You haven't posted enough details about the specific relationships
between the various threads, but the fact that you ran into a problem
at all suggests that your design as-is may be somewhat fragile and will
lead to other bugs in the future, even if you successfully address the
immediate problem. It may be better to step back and think about the
higher-level goals and a better way to address those.

Pete
 
G

Guest

Thanks Pete, I think that is what I need, a thread pool that I can manage
myself. I will need to figure out how to monitor for delegates and wake the
threads up, but now I know where to start.


Peter Duniho said:
[...]
So my question is, is there a way to reuse the thread after it has ended, so
that I can preserve the data from call to call sometimes, but not at other
times? Thanks for any suggestions.

Yes and no. There is no way to reuse a thread after it's actually
exited. However, you certainly could create your own thread pool
implementation that works similarly to the existing thread pool in
..NET. You'd want to implement your own, because you'll want enough
control to make sure that the same thread you've already used once is
used again as long as it's not busy.

The basic idea is not hard: start one or more threads, all of which sit
idle until code in some other thread (usually your main thread) adds a
delegate to an execution queue and signals that there is a new element
in the queue. You'd wake up the threads, they'd look in the queue for
the delegate, and execute any delegate they find. Access to the queue
would be synchronized, of course, so that any given element in the
queue is retrieved by only one thread.

The threads never actually exit in this design; they just sit in a loop
looking for delegates to execute. So per-thread data is preserved
between executions.

Note that using a delegate is just one way to implement this (the most
general-purpose way, IMHO). If you have some sort of parameter- or
command-based execution model, you could implement that in the thread
code, and queue the parameters/commands instead of an actual delegate.

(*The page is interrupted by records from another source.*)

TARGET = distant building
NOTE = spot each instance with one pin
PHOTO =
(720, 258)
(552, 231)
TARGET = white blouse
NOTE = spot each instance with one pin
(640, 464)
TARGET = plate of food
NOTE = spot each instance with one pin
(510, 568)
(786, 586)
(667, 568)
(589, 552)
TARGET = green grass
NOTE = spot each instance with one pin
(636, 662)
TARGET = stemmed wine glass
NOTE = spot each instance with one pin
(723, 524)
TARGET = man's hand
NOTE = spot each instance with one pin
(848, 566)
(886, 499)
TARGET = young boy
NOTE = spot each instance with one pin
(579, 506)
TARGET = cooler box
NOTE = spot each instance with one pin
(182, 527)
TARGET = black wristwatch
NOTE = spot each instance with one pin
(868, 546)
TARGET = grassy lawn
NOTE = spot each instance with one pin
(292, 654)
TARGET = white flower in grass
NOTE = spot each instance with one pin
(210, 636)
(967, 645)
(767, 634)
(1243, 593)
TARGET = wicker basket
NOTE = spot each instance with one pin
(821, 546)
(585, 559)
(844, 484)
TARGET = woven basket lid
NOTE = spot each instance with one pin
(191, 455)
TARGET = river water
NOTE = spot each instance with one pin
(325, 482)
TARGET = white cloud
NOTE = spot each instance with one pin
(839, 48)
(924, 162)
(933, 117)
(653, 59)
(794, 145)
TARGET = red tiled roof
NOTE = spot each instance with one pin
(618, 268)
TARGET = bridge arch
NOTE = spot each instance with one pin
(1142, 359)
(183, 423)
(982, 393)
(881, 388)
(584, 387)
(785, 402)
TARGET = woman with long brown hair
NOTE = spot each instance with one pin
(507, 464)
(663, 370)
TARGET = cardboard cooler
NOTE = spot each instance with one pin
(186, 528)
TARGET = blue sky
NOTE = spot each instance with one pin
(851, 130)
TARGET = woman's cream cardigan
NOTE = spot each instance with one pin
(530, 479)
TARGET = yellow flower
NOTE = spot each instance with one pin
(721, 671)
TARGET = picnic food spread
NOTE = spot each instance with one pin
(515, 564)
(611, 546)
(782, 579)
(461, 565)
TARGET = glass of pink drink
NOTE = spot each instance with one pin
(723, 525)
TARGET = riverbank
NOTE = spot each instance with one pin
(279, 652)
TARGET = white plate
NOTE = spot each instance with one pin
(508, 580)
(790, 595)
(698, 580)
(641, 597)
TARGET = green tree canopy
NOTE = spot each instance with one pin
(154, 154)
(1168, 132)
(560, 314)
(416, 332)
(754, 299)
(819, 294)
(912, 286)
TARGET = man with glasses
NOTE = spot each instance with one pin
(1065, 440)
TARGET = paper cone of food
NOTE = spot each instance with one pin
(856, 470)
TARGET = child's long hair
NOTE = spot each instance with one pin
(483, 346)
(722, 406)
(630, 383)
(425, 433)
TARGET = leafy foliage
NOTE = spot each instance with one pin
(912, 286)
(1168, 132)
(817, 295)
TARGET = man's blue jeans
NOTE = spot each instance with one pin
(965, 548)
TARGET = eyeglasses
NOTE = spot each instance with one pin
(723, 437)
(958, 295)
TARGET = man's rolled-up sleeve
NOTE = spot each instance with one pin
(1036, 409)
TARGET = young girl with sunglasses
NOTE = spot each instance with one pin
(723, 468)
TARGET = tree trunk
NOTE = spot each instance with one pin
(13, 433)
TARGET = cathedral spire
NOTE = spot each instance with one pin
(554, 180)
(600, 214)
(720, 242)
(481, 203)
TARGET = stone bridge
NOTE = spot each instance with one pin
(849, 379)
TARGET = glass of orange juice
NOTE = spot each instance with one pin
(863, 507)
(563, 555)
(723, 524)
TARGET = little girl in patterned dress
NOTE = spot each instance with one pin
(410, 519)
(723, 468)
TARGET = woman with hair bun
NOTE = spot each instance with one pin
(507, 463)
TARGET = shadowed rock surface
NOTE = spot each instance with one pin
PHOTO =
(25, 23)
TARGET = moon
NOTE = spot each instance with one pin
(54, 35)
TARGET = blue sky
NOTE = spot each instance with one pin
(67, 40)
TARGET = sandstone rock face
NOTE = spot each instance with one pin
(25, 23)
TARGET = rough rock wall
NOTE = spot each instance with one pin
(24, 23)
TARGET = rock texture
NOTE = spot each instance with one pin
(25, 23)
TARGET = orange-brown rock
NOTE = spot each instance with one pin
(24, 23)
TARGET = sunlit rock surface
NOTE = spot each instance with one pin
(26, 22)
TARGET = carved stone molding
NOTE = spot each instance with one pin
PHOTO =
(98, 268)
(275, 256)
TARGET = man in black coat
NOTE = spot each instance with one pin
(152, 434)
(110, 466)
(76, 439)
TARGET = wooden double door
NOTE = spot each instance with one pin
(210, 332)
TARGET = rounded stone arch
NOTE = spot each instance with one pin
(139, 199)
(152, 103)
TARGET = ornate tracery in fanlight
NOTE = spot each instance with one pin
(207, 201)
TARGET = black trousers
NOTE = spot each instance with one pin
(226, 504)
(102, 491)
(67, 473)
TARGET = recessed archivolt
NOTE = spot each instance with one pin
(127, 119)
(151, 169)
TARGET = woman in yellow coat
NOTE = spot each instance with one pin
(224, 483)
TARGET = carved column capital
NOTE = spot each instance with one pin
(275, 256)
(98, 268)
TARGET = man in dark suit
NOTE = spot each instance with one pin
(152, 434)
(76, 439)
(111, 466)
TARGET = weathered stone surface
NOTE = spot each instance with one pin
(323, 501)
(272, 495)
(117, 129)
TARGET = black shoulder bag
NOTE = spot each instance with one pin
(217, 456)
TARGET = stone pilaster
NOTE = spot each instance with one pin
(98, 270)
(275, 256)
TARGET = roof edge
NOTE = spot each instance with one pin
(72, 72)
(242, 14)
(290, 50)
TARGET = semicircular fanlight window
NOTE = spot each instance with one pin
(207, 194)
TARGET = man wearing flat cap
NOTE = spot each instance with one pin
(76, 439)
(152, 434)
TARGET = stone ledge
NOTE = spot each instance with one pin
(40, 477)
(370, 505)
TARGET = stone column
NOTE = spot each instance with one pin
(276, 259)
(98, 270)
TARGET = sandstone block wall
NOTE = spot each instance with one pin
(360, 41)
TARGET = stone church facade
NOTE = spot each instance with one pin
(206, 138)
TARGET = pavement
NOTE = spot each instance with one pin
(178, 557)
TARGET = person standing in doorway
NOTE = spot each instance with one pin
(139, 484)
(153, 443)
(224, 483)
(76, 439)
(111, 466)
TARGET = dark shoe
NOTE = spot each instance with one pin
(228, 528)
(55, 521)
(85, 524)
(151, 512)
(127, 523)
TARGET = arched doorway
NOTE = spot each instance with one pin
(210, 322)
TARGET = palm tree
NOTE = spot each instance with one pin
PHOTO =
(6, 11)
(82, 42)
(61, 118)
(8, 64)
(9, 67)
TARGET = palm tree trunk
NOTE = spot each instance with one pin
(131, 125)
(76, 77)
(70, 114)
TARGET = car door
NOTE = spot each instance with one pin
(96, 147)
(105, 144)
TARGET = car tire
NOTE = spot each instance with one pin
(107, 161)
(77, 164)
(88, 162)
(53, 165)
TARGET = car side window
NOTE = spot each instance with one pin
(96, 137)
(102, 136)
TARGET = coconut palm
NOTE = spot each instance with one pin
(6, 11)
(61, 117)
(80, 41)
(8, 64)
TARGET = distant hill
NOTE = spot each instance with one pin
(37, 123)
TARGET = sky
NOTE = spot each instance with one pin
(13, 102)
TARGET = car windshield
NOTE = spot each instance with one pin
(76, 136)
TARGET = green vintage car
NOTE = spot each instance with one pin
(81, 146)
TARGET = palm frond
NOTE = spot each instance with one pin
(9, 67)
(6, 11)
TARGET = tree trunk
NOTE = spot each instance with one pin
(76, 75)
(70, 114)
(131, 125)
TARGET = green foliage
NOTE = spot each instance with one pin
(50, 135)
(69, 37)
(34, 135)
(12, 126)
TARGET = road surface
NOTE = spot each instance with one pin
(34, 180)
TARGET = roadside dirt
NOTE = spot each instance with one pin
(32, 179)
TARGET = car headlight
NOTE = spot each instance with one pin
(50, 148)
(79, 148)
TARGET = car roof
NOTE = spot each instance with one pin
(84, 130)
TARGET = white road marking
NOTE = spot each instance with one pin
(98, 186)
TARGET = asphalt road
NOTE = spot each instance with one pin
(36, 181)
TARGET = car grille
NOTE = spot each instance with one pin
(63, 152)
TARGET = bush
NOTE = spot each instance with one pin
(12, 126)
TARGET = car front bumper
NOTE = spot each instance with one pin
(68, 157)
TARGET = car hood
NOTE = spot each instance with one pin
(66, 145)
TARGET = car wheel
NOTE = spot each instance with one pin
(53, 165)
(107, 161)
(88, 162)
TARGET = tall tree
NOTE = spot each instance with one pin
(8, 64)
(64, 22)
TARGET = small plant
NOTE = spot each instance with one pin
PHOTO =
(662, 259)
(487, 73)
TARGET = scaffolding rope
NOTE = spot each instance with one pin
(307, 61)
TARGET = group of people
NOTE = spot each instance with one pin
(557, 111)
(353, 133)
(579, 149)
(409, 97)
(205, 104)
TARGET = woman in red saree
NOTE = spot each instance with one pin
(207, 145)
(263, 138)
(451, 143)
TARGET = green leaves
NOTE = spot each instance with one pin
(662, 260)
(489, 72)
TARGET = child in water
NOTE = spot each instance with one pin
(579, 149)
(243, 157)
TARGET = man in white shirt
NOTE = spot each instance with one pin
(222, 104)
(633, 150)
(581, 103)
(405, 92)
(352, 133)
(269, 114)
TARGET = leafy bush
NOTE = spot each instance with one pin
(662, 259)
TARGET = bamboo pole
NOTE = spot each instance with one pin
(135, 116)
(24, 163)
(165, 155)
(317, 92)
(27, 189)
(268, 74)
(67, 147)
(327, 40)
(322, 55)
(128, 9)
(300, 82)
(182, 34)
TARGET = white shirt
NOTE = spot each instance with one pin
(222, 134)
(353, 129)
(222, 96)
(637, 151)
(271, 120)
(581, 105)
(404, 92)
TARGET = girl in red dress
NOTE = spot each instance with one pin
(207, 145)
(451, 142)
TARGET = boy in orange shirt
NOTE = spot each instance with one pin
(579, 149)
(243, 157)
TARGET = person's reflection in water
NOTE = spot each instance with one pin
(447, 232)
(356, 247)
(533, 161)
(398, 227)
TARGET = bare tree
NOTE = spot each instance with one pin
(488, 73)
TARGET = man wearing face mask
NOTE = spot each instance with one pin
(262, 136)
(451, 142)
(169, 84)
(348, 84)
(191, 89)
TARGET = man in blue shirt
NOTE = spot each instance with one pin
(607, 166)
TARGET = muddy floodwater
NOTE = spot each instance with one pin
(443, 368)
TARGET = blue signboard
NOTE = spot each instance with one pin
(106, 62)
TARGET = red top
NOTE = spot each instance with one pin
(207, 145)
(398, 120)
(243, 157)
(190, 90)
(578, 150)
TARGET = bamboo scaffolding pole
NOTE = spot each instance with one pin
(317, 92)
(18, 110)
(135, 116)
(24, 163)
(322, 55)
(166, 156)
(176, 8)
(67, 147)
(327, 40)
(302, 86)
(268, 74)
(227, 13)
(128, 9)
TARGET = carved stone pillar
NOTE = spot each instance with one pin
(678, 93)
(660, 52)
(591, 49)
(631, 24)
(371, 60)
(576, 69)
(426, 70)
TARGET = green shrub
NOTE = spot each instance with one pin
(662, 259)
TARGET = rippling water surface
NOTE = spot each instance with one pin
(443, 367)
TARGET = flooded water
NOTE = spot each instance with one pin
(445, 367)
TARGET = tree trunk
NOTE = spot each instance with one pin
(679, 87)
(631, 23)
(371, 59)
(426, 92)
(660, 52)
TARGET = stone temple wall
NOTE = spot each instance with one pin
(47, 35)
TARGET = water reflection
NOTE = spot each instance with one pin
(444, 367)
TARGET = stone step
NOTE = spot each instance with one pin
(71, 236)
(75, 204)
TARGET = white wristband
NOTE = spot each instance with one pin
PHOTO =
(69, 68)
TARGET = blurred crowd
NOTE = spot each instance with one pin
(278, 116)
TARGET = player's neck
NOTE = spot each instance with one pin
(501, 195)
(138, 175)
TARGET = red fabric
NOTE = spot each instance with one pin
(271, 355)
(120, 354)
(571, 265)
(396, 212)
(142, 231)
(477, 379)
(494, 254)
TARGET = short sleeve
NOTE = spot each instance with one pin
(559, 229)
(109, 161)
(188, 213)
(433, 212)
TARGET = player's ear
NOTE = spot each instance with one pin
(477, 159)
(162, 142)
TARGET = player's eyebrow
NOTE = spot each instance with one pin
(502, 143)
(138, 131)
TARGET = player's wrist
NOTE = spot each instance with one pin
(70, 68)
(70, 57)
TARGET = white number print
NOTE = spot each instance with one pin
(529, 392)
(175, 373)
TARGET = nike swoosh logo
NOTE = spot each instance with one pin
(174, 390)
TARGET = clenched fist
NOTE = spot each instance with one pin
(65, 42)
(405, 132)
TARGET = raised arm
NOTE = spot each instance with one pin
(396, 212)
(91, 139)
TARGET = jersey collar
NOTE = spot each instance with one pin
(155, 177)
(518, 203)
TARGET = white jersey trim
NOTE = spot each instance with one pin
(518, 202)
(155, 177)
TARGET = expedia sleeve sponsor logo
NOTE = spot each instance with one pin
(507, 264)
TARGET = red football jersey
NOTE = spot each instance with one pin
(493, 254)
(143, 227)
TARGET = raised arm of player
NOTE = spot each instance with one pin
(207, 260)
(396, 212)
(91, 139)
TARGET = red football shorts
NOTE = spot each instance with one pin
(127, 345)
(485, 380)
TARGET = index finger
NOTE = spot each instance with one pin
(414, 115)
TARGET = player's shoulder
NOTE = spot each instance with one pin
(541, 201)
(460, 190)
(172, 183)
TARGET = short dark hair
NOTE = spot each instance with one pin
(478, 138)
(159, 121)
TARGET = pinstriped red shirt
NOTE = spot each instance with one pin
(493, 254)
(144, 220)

Now, all that said, I'm not convinced that your goal is necessarily a
good one. I understand the desire to cache data for reuse. But if you
have a situation where the data may be reused sometimes and not others,
it creates potential ambiguities. For example, when you have more than
one thread executing at a time, which thread's data do you want
preserved for a subsequent execution? Do you want it to be the thread
that first started executing? First finished executing? Last finished
executing? Some other criteria? How do you expect to enforce that?

You haven't posted enough details about the specific relationships
between the various threads, but the fact that you ran into a problem
at all suggests that your design as-is may be somewhat fragile and will
lead to other bugs in the future, even if you successfully address the
immediate problem. It may be better to step back and think about the
higher-level goals and a better way to address those.